SÃO PAULO, Brazil – After almost two decades at large, Bolivia has requested the extradition of former priest Juan José Santana Trinidad, a Uruguayan national accused of having committed sex abuse against 30 minors between 2005-2007, when he was a missionary in Tapacarí in east-central Bolivia.
Santana, who had been on the run for 18 years, was captured Sept. 26 in the house of his parents in the Uruguayan city of Salto by national police agents. He’s been kept in custody since then, and must be sent to Bolivia when the extradition process is completed, within 60 days.
The laicized priest was in charge of a boarding school in Tapacarí named Ángel Gelmí, where over 70 boys with ages ranging from 8 to 17 lived and studied. In 2007, a local nun discovered he was abusing a boy and denounced him. Other cases also appeared, with victims telling the authorities what they suffered. Santana was 38 at the time of the scandal.
The testimonies revealed the horror of his acts. Santana would bring boys to his room at the boarding school and lock the door. There, he would submit them to a number of sexual practices, from masturbation to anal sex.
Then-Archbishop of Cochabamba Tito Solari told the press about the case when it erupted and pledged to collaborate with the judiciary. He also offered support to the victims. The priest faced a canonical suit and was laicized in 2011.
Santana fled the Andean country immediately after the disclosure of the crimes, looking for refuge at his parents’ house in Uruguay.
He led a secluded life, leaving the house only for a few moments to walk. Over the years, reporters located and approached him in Salto on at least three occasions. The most recent one was in August, when journalists of the Uruguayan newspaper El Pais talked to him in the city.
To the reporters who found him, he would repeat that everything had happened long ago and that it was a difficult topic to talk about.
“I’m devastated. The only thing I can tell you is this. I stopped living after that happened… I don’t know, I have no words… I only thought about my family, my parents, trying to overcome this with them.
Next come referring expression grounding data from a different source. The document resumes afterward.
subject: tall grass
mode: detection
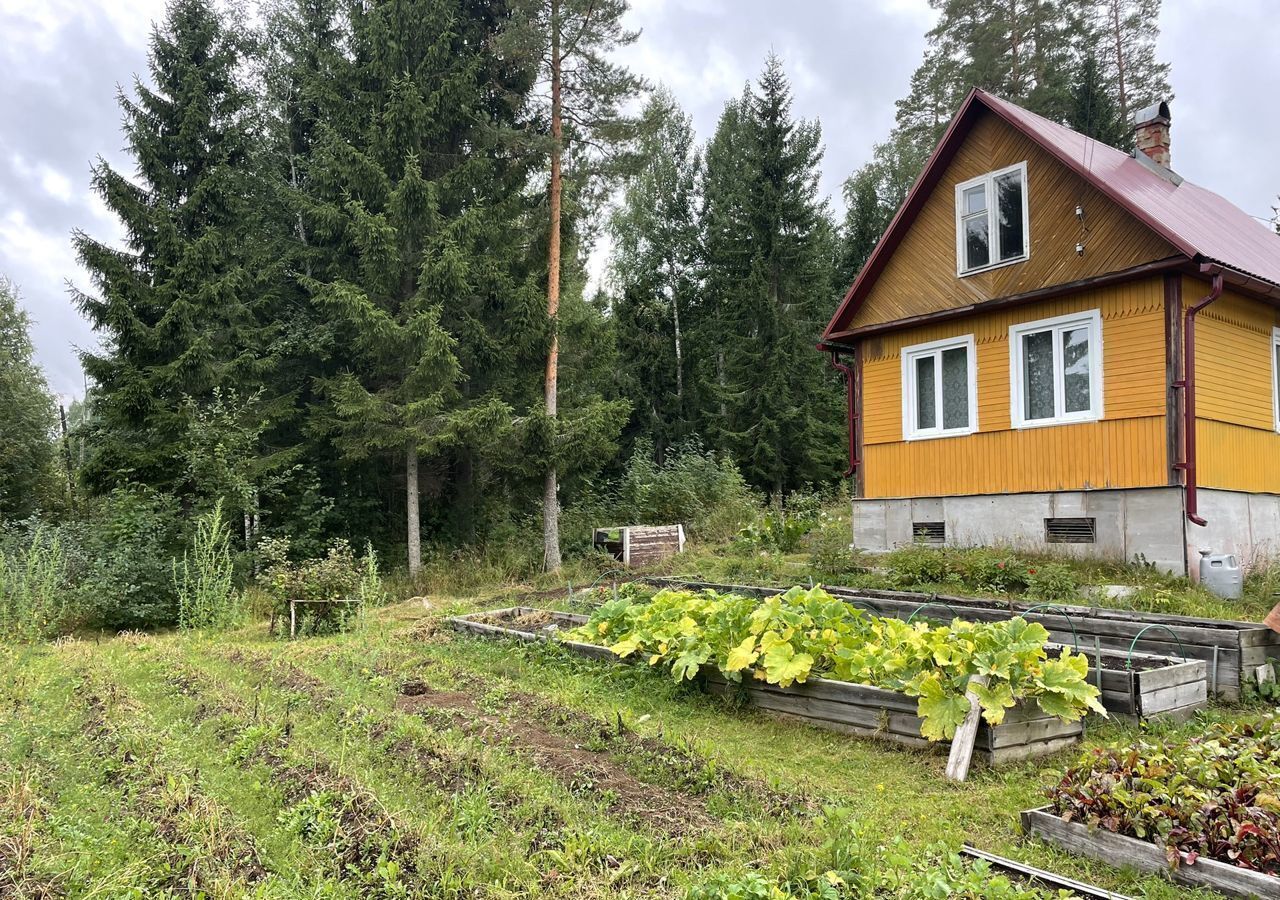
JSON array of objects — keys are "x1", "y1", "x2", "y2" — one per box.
[
  {"x1": 0, "y1": 527, "x2": 66, "y2": 642},
  {"x1": 174, "y1": 501, "x2": 240, "y2": 630}
]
There are situations that are beyond my control, that don’t depend on me,” Santana told Bolivian newspaper El Deber‘s journalist Erick Ortega in 2023.
Despite an official request by Bolivia to Interpol for his arrest and the fact that his location was easily discovered by journalists, he was never sought by the Uruguayan authorities for all that period. The El Pais story seems to have been a game changer.
Uruguay’s top bishop, Cardinal Daniel Sturla, told the press that his country’s Church has never received any complaint against Santana, given that the crimes occurred in Bolivia.
“If he’s guilty, he must respond for the situations that he lived,” Sturla told the local news show Telemundo of Canal 12 TV station.
Susana Inch Sáinz, a legal advisor for the Bolivian Bishops’ Conference, told Crux that the Church has done all it could at the time of the scandal in order to allow Santana to be held responsible, but it was not up to it to detain him.
“The case was reported at the time by Archbishop Solari upon learning what had happened, pledging full cooperation to establish responsibilities. However, the actions of the judicial system did not guarantee the detention of the then investigated person,” Inch said.
At that time, she argued, there was no clarity as there is today in canonical regulations concerning the adequate reaction to that type of situation.
“But Solari acted by publicly denouncing the incident to the civil authorities and followed the canonical procedure that determined the resignation from the clerical state of the then priest,” she added.
The Church cannot restrict the right to liberty, nor does it have the power to detain or imprison, Inch said.
“That is the exclusive jurisdiction of the courts, in this case, the Bolivian justice. It’s inexplicable that the necessary precautions were not taken at the time or later, given that the location of the accused was already known through the press,” Inch said. Now, she hopes that justice is finally served.
The Bolivian Community of Survivors of Ecclesial Sex Abuse also considers that Santana has remained unpunished for too long.
“His detention is an important step towards truth and justice. We think that, with his arrival in Bolivia after the extradition process, he will face trial and some justice will be made concerning the victims,” Edwin Alvarado, a spokesperson for the Network, told Crux.
He said his group has been in touch with the victims, who have also been supported by local civic organizations, and will keep accompanying the case.